60. En conséquence, la période de suspension provisoire auto-imposée par M. Marino, à savoir du 9 mai au 5 juillet 2011, soit un mois et vingt-sept jours, doit être déduite de la période totale de suspension imposée à ce dernier.
f) Annulation des résultats
61. Conformément à l’article 288 RAD, une violation des règles antidopage en liaison avec un contrôle en compétition entraîne automatiquement l’annulation du résultat individuel obtenu dans cette compétition. En outre, selon l’article 313 RAD, “outre l’annulation automatique des résultats dans la compétition conformément à l’article 288 et sauf dispositions des articles 289 à 292, tous les autres résultats de compétitions obtenus à partir de la date de prélèvement d’un échantillon positif (tant en compétition que hors compétition) ou de la date où une autre violation des règles antidopage a été commise, jusqu’au commencement de toute période de suspension provisoire ou de suspension, sont annulés à moins que l’équité ne s’y oppose”.
62. La Formation considère qu’il serait inéquitable de faire subir à M. Marino les conséquences de l’appréciation erronée qu’a faite la Commission Antidopage de l’UCRA dans sa décision du 5 juillet 2011, confirmée le 5 décembre 2011. En effet, cette dernière l’a libéré, à tort, de toute
sanction, ce qui lui a permis de reprendre et continuer la compétition. Les résultats qu’il a alors pu obtenir à la suite de cette décision infondée ne doivent, dans ces circonstances, pas être annulés. Seuls doivent l’être les résultats obtenus lors de la compétition du 26 février 2011 durant laquelle s’est déroulé le contrôle antidopage, soit la Copa Internacional de BMX à Paulinia, au Brésil.
g) L’amende
63. La Formation examinera ci-dessous les conclusions de l’AMA, qui demande le prononcé en faveur de l’UCI d’une sanction financière de CHF 3’000,-- en application de l’art. 326 RAD, lequel prévoit clairement le principe d’une telle sanction financière.

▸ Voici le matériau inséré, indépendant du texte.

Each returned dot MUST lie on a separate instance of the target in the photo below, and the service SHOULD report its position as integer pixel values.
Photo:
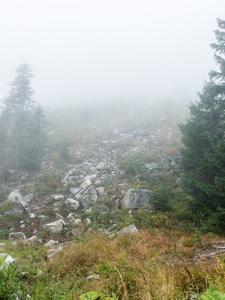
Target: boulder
(85, 184)
(16, 237)
(29, 198)
(7, 262)
(54, 227)
(85, 203)
(72, 204)
(129, 229)
(103, 209)
(14, 205)
(57, 197)
(32, 241)
(136, 198)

64. Par ailleurs, selon l’art. 286 RAD, les dispositions de ce règlement seront interprétées et appliquées conformément aux droits de l’homme et aux principes généraux du droit, en particulier celui de la proportionnalité. Selon la jurisprudence, il faut considérer que la réglementation UCI accorde une certaine importance à la notion d’équité, notamment afin d’éviter de pénaliser l’athlète pour des circonstances qui ne lui seraient pas imputables (TAS
65. Ainsi, la Formation arbitrale considère en l’espèce qu’il serait injuste de pénaliser l’athlète en raison d’une décision prise par l’UCRA, contre laquelle l’UCI n’a de toute manière pas recouru. La Formation arbitrale constate ainsi que l’UCI n’est pas partie à la présente procédure et qu’il n’y a dès lors pas de raison d’infliger une amende à M. Marino requise par l’AMA en faveur d’un tiers.
66. Pour le surplus, il convient de préciser que le BMX n’est de toute évidence pas un sport d’équipe et que M. Marino ne dispose pas d’un contrat avec une équipe de cyclisme. Il concourt à titre personnel et ne peut donc se voir infliger une amende au sens de l’art. 326 RAD.
67. Par conséquent, la Formation arbitrale décide de ne pas appliquer l’art. 326 RAD au cas d’espèce et de libérer M. Marino de toute amende.
Le Tribunal Arbitral du Sport prononce:
1. Admet l’appel de l’Agence Mondiale Antidopage dans la mesure où il est recevable.
2. Réforme la décision rendue le 5 juillet 2011, et confirmée le 5 décembre 2011, par la Commission Antidopage de l’Union ciclista Republica Argentina.
3. Dit que M. Ramiro Marino est suspendu pour une période de deux ans à compter de la date de la présente sentence.
4. Dit que la période du 9 mai 2011 au 5 juillet 2011, soit un mois et vingt-sept jours, durant laquelle M. Ramiro Marino s’est suspendu volontairement et provisoirement, sera imputée sur la suspension de deux ans.
5. Dit que seuls doivent être annulés les résultats obtenus par M. Ramiro Marino lors de la compétition “Copa Internacional de BMX” de Paulinia, Brésil du 26 février 2011.
6. (…).
7. Dit que toutes autres ou plus amples conclusions sont rejetées.